ARTICLES OF INCORPORATION
Article I: Name and Duration
1. The name of the corporation shall be Mentor Me Now Foundation.
2. The duration of the corporation shall be perpetual.
Article II: Purpose
1. The corporation's purpose is to provide mentorship and support to youth in need, empowering them to reach their full potential and become successful members of society.
2. The corporation shall engage in charitable and educational activities, including but not limited to mentoring programs, counseling, skills development, and academic scholarships.
Article III: Address
1. The principal office address of the corporation in the State of Nevada shall be 720 Claxton Ave, N Las Vegas, NV 89084].
2. The corporation may establish additional offices or locations as necessary by the Board of Directors.
Article IV: Governing Board
1. The corporation shall be governed by a Board of Directors, consisting of individuals dedicated to the mission and objectives of the corporation.
2. The initial Board of Directors shall consist of 5 members, with the power to elect additional directors as stated in the bylaws.
3. The Board of Directors shall have the authority to manage the affairs, property, and funds of the corporation.
Article V: Members
1. The corporation may have members as specified in the bylaws.
2. Membership categories, rights, and responsibilities shall be defined in the bylaws.
Article VI: Limitations
1. The corporation is organized exclusively for charitable and educational purposes under Section 501(c)(3) of the Internal Revenue Code.
2. No part of the corporation's net earnings shall benefit any individual, member, or director, except as permitted by law.
3. In the event of dissolution of the corporation, the remaining assets shall be distributed to one or more charitable organizations with similar missions, as determined by the Board of Directors.
Article VII: Registered Agent and Incorporator
1. The name and address of the registered agent for the corporation in the State of Nevada shall be LaTonya Miller, 720 Claxton Ave., N Las Vegas, NV 89084.
2. The incorporator of the corporation is NV Corporate Certificate, 963 Topsy Ln. 306-331, Carson City, NV 89705.
**BYLAWS**
Article I: Membership
1. Membership Categories: The bylaws shall specify the categories of membership, rights, requirements, and procedures for admission and termination of membership.
2. Meetings: Regular and special membership meetings shall be held as determined by the Board of Directors.

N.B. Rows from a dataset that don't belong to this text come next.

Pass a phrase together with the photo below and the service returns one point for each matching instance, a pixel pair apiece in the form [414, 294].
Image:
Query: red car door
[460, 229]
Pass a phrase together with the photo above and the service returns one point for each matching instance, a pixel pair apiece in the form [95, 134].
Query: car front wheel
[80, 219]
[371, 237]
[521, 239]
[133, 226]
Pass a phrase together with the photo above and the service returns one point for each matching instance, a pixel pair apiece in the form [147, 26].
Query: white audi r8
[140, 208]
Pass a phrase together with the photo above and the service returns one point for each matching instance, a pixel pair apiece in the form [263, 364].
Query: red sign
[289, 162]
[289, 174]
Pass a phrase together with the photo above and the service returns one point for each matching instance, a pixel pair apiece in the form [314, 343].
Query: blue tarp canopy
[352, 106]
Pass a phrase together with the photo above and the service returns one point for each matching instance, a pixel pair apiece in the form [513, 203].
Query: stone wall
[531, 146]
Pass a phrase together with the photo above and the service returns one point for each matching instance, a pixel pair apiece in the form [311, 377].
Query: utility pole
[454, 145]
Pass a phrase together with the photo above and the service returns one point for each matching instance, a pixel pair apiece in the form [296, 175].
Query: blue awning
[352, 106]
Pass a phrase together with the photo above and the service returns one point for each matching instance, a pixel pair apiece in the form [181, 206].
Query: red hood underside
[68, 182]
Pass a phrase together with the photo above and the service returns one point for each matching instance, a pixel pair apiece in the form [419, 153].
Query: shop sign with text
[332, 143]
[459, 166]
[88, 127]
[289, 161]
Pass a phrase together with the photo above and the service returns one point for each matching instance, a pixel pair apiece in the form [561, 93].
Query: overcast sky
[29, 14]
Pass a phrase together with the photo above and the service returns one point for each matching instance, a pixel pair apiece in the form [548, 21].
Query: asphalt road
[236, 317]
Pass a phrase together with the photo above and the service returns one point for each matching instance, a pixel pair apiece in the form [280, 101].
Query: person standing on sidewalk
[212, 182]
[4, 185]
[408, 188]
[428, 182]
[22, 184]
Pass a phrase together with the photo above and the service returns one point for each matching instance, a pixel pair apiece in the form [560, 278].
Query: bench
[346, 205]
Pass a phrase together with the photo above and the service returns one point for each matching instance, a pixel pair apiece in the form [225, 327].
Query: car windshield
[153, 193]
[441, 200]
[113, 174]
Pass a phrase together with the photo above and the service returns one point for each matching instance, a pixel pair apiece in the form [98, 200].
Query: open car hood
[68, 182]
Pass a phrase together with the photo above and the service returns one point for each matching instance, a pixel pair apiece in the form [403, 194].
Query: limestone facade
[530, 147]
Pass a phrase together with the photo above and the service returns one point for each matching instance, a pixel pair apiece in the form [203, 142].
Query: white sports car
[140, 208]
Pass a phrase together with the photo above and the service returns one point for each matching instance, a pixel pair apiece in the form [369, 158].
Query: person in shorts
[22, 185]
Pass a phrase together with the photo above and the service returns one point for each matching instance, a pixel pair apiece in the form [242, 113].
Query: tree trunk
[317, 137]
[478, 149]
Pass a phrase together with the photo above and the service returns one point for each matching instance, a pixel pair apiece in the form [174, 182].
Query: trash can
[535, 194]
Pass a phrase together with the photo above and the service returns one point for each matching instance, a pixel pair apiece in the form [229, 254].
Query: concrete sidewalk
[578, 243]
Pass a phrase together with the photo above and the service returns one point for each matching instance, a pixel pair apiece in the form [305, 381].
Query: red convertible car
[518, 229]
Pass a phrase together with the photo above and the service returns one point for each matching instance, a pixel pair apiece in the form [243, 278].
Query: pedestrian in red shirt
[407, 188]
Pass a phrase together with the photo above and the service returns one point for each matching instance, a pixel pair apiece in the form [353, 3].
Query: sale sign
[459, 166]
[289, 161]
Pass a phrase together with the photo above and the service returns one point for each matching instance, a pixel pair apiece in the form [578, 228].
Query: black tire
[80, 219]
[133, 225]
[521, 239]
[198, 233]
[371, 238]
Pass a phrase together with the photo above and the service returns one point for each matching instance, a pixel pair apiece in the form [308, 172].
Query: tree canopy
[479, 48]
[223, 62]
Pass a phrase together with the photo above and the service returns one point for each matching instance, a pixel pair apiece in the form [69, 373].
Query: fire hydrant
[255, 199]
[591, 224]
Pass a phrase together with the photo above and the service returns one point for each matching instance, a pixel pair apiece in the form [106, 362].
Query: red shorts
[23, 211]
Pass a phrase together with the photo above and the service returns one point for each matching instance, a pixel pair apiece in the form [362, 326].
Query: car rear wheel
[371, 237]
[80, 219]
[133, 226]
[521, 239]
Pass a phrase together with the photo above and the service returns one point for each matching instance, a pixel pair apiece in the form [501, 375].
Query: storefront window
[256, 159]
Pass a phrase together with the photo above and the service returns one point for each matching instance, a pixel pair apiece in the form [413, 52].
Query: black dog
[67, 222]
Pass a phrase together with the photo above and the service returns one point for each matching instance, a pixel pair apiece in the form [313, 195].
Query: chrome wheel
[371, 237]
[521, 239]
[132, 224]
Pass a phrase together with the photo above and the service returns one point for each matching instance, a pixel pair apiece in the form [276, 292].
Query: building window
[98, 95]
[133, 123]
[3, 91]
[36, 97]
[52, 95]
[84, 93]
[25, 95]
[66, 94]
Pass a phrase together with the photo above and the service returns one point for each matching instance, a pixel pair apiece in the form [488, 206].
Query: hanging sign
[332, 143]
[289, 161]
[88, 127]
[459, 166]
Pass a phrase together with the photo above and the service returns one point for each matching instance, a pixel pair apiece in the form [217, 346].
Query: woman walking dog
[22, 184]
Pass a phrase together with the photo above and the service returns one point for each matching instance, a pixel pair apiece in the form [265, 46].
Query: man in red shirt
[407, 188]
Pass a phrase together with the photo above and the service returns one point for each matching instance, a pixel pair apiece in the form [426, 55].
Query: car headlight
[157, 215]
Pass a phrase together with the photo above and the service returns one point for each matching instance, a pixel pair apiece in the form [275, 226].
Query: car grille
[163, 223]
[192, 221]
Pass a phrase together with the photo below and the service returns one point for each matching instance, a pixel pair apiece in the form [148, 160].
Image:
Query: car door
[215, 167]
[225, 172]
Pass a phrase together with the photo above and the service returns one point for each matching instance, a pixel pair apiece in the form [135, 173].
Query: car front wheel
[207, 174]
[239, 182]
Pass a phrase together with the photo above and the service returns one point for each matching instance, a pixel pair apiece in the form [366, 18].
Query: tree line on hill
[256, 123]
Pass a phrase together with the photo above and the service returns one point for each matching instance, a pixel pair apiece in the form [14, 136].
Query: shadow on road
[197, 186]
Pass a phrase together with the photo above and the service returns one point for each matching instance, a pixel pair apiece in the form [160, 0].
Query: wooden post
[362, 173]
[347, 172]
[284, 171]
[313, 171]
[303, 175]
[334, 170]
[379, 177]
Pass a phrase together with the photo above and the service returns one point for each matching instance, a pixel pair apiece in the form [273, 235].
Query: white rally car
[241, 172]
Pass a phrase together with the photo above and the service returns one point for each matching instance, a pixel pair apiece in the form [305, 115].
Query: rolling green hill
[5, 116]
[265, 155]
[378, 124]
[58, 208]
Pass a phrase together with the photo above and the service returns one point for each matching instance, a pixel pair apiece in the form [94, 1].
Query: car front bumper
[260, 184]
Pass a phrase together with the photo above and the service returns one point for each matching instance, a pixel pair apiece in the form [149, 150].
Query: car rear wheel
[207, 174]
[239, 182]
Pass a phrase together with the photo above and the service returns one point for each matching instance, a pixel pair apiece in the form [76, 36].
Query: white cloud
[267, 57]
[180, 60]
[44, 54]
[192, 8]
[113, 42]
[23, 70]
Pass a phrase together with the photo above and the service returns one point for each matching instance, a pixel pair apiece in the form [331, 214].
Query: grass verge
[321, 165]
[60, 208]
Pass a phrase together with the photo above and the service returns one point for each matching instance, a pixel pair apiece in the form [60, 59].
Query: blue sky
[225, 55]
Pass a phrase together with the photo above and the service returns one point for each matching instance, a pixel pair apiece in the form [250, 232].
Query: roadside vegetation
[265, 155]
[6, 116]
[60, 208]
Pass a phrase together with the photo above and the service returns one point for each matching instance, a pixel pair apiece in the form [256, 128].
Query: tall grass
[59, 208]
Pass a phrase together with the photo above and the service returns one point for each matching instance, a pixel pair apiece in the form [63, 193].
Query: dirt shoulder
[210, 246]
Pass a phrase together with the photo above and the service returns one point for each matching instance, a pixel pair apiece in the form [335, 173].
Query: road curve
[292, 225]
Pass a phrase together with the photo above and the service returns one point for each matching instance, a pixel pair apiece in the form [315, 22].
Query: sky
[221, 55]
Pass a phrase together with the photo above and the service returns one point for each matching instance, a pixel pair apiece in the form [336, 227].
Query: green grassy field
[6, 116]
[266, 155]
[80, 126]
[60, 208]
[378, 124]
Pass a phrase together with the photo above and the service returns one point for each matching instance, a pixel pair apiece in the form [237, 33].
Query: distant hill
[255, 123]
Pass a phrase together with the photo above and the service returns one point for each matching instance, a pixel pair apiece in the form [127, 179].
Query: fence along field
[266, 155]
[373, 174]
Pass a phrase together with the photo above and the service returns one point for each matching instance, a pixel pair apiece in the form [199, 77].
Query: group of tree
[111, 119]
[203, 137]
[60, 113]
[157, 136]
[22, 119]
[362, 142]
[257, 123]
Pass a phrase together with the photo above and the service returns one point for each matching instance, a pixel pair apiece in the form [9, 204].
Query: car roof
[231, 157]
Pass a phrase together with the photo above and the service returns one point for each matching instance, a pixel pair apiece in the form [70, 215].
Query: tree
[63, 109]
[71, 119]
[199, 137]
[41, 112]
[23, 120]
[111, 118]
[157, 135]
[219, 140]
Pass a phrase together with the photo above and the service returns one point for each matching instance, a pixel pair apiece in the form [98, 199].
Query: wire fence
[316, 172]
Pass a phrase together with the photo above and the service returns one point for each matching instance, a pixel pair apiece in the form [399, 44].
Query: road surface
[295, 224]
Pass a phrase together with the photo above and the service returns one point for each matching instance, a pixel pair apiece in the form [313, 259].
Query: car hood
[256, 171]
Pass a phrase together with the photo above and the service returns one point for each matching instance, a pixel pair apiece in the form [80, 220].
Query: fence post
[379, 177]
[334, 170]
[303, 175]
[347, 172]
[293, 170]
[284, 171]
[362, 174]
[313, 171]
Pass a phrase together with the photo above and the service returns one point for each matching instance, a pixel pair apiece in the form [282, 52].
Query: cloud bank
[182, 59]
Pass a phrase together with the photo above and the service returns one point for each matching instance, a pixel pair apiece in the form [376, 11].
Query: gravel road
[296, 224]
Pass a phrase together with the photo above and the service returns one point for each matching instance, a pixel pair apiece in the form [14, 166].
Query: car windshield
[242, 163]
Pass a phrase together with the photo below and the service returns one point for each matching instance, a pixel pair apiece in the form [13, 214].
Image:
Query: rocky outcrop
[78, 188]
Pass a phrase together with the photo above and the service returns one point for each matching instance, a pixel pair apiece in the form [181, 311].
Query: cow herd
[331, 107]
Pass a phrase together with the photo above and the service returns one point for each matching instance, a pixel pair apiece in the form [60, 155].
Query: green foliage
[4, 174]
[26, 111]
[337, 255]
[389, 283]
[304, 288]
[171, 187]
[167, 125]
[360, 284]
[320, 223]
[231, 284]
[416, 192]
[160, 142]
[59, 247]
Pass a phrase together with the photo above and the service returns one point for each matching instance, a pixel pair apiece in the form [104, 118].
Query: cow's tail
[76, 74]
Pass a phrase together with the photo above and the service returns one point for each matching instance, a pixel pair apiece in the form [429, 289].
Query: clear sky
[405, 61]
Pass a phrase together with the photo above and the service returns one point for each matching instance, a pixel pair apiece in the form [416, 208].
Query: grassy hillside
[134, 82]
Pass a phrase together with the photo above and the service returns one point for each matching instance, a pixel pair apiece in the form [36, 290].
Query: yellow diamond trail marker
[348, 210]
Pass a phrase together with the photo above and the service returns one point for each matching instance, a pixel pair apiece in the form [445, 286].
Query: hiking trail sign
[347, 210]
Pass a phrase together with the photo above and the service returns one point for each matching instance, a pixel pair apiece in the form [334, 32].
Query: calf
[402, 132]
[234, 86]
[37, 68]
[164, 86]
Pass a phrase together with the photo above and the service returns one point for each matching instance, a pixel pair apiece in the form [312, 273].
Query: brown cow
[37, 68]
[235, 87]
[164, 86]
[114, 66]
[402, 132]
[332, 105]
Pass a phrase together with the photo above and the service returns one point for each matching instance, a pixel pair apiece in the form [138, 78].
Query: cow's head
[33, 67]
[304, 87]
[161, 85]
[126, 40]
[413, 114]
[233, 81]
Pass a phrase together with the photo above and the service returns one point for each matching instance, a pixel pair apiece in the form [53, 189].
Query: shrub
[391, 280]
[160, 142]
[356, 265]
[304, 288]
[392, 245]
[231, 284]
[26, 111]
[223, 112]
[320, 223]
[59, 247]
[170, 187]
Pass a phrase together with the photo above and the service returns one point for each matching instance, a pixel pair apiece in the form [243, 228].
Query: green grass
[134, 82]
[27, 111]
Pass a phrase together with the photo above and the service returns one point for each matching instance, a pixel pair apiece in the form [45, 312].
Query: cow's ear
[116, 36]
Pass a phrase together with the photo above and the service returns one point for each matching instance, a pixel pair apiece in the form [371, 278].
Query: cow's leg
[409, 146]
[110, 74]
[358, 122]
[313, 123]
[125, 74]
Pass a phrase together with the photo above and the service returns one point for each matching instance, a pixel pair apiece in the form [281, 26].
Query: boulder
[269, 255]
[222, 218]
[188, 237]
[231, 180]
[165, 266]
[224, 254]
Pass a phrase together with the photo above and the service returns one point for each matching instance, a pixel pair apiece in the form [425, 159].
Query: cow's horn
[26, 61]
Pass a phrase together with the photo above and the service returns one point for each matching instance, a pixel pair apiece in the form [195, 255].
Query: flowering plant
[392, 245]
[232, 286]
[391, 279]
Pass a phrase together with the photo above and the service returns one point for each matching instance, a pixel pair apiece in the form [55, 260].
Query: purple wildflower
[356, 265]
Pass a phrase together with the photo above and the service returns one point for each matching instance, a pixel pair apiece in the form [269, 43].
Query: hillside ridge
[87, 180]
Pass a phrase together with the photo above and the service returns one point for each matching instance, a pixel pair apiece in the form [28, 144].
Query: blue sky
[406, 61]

The bylaws shall specify the procedures for conducting meetings.
Article II: Board of Directors
1. Composition: The bylaws shall specify the number of directors, their qualifications, terms of office, and procedures for election or appointment.
2. Meetings: Regular and special board meetings shall be held as determined by the Board of Directors. The bylaws shall specify the quorum and voting requirements.
3. Powers and Duties: The bylaws shall outline the powers, responsibilities, and limitations of the Board of Directors, including the authority to make policies, approve budgets, and oversee the operations of the corporation.
Article III: Officers
1. Officers: The bylaws shall specify the officers of the corporation, their roles, appointment or election procedures, terms of office, and powers and duties.
2. Committees: The bylaws may establish committees, define their composition, responsibilities, and authority, as well as procedures for their creation and dissolution.
Article IV: Finances
1. Fiscal Year: The fiscal year of the corporation shall be 2023.
2. Financial Management: The bylaws shall outline procedures for budgeting, financial reporting, audit, and financial control mechanisms.
3. Indemnification: The bylaws shall provide for the indemnification of directors, officers, and employees to the fullest extent permitted by law.
Article V: Amendment
1. These bylaws may be amended, altered, or repealed by the Board of Directors at any regular or special meeting. Proposed amendments shall be presented in writing with notice given to all directors.
Article VI: Dissolution
1. Upon the dissolution of the corporation, the Board of Directors shall follow the procedures indicated in the Articles of Incorporation and applicable laws for the distribution of assets.
These Articles of Incorporation and Bylaws have been duly adopted by the incorporator and initial Board of Directors of Mentor Me Now Foundation.
Executed on October 24, 2023, in the State of Nevada.